Father Philippe Demeestère agrees on the need for practical change. On Saturday night migrants and locals have gathered at his dinner table in his home in the north of the city. The evening before, volunteers from the Refugee Community Kitchen gave out generous portions of pasta to groups of young men gathered just outside, chatting and laughing in the November cold.
In recent months Father Philippe became known across France after starting a hunger strike to protest against the destruction of migrant camps as winter draws in. He managed 25 days, while his two fellow demonstrators, Anaïs Vogel and Ludovic Holbein, stayed without food for 38 days each.
"I was never hungry - I was very fine with it. It was something very ordinary," the 72-year-old says as he chews peanuts before the meal begins.
Over the phone Anaïs is angry about how authorities responded to their strike - opening up a shelter for 300 people in the city. "At the time there were 1,500 people [living] outside.
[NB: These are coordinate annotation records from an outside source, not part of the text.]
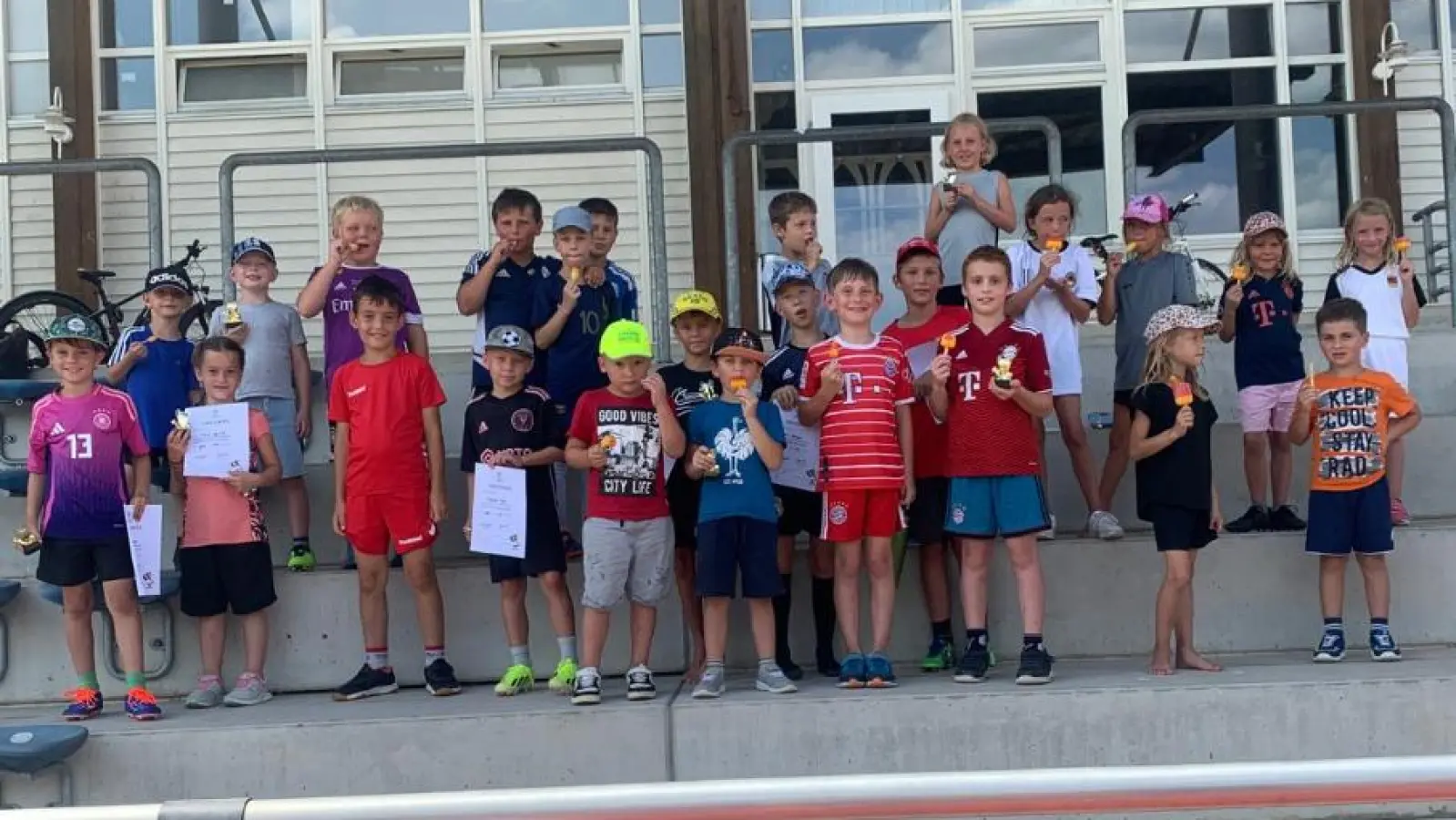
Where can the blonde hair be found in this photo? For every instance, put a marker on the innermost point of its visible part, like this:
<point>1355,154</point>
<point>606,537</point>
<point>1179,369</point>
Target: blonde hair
<point>1368,207</point>
<point>967,118</point>
<point>350,204</point>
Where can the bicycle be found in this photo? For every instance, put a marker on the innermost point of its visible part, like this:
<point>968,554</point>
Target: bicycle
<point>32,312</point>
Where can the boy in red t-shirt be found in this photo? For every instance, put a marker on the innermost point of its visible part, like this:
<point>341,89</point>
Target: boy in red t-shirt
<point>389,478</point>
<point>999,386</point>
<point>620,433</point>
<point>858,388</point>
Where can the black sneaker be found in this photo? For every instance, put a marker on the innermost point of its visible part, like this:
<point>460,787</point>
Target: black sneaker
<point>440,679</point>
<point>1252,520</point>
<point>641,685</point>
<point>1286,520</point>
<point>366,683</point>
<point>1035,666</point>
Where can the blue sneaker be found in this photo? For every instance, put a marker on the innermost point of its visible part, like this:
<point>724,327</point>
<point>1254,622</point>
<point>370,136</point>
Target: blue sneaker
<point>1332,647</point>
<point>852,671</point>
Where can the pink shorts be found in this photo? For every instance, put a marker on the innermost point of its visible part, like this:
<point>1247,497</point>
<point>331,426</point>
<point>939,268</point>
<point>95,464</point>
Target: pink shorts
<point>1268,406</point>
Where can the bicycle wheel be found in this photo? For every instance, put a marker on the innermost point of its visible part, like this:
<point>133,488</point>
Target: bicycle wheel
<point>34,312</point>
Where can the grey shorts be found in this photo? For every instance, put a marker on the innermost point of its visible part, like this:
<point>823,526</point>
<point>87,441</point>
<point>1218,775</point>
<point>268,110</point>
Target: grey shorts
<point>625,559</point>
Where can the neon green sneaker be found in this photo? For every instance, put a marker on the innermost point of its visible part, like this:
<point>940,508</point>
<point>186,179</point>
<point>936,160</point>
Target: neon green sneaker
<point>565,676</point>
<point>517,679</point>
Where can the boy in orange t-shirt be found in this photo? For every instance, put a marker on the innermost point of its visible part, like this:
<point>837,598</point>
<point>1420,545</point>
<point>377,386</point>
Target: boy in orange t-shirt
<point>1354,415</point>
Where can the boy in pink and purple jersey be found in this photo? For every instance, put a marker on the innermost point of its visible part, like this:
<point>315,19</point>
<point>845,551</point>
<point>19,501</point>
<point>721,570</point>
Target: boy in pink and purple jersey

So, okay, it's 300 people less in the street for one night but it's nothing. And when we stopped the hunger strike they closed this place," she says.
But the response from locals was overwhelming, she says. They came to the church daily to discuss the situation with the hunger strikers. "They feel really sad. They have this feeling that they don't know what to do," she says.
She and her partner Ludovic only moved to Calais this year but have now set up their own aid group to help those who come here. "We didn't know the situation about Calais. We said, let's stay for a few days. And now it's nine months later," she says.
Ludovic shares her frustration with the government. "They apply the same solution for 30 years now, and the solution doesn't change anything," he says.
The 38-year-old believes that many of the people now trying to reach the UK didn't plan to when they first arrived in Europe but after years of sleeping rough decide the UK is the only option.
"Europe doesn't accept them, doesn't offer them a real life with the possibility to have a good job and to rent a flat," he says. For him, this is not an abstract debate - there need to be practical measures to stop people making the dangerous sea crossing, which are continuing even during the riskier winter months.
"It's not about, what do you think about the migrant situation?" he says. "People are here now. We cannot let people die."